4. However, as a result of examining the records, No. 1 and No. 2 (No. 2) among those adopted by the court below in this case, are related to the registration relation to the site of this case and the status relation between the defendant New York and the deceased, and each of the evidence No. 3 (No. 3) was used as documentary evidence in the civil records of the previous lawsuit, and its credibility or probative value is not acknowledged in the judgment of the relevant lawsuit.

On the other hand, the testimony of Park Jong-chul evidence 4-1 to 4 and the witness at the court of first instance was newly examined in this case, but the above Park Jong-chul was a witness who was given a testimony (as evidence 3-38) in the previous lawsuit as the plaintiff's wife, but was not new.

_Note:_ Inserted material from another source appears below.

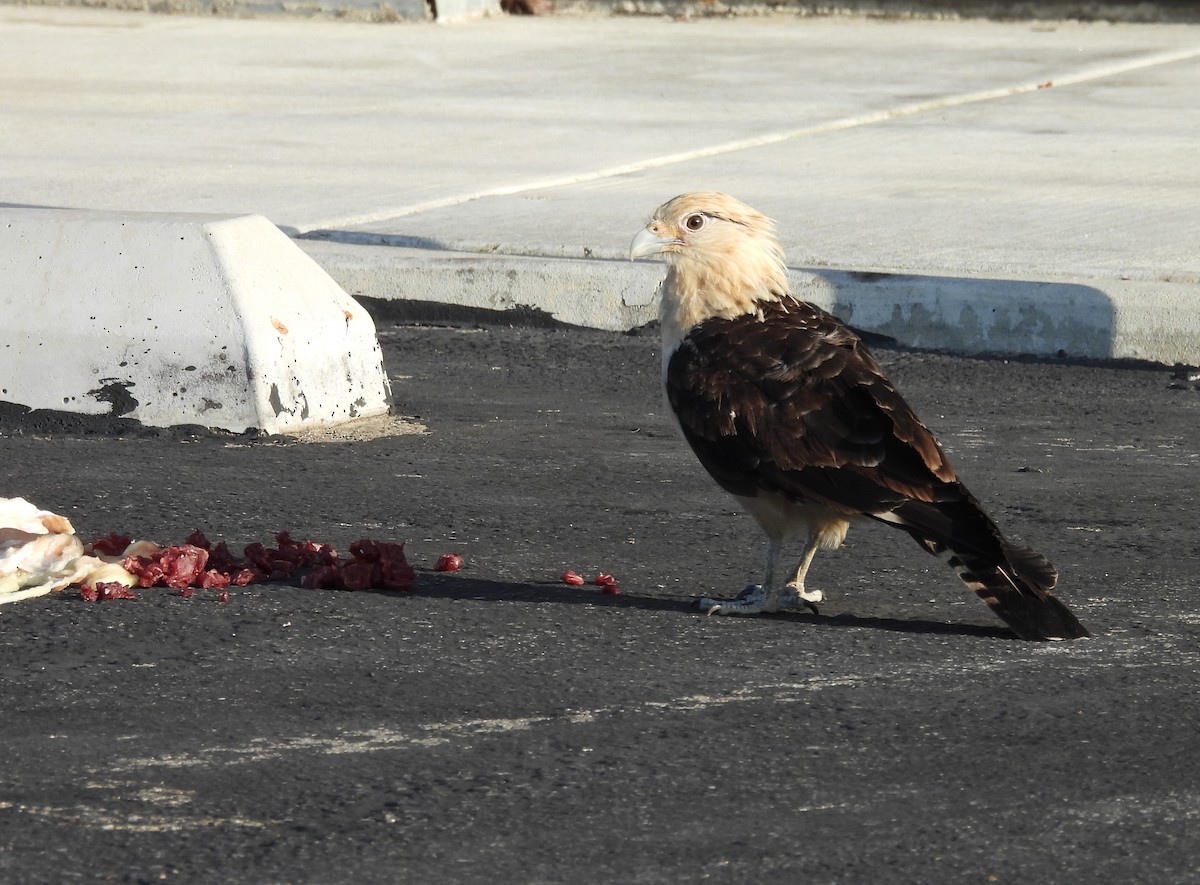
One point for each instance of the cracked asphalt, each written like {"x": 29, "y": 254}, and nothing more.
{"x": 498, "y": 726}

The plaintiff's cashier's checks of KRW 10,00,00 which are confirmed to have been withdrawn on December 21, 1981 from the bill custody passbook (Evidence 3-5) of Busan Investment Finance Corporation (Evidence 3-6) to the bill custody passbook (Evidence 3-75) of the plaintiff's Busan Investment Finance Corporation (Evidence 4-3-3) are deposited in the deposit account book of the Gangseo-si, which is the position of the seller of the land of this case, and the first instance court's ambling witness also testified such contents. However, according to the records, although the plaintiff stated that he paid the purchase money in cash in the criminal complaint case related to this case, the plaintiff did not have asserted that he paid part of the purchase money as the above cashier's checks (Evidence 3-9-9), and there was no testimony of the previous ambling 300,000 won (Evidence 3-10,000 won) and there was no testimony of the above ambling 30,000.

In doing so, it is difficult to view that the above evidence Nos. 4-1 to 4 was newly submitted in the lawsuit of this case and again testified that it is the above stuff, and it constitutes a case where there are circumstances to find facts different from the facts recognized in the previous lawsuit.

It is not clear that the Plaintiff’s assertion that the Plaintiff would return the registration of ownership transfer to the Plaintiff after six months from the date of the title trust under the old title trust that the Plaintiff sold the house within six months and the house had many taxes, such as capital gains tax, etc., and that it would have been given KRW 33,400,000 to purchase fake real estate in gold 21,00,000.

5. Therefore, the judgment of the court below is not erroneous in the misapprehension of the rules of evidence, but it is so decided as per Disposition by the assent of all participating Justices on the bench. Therefore, the judgment of the court below is reversed and the case is remanded to the court below.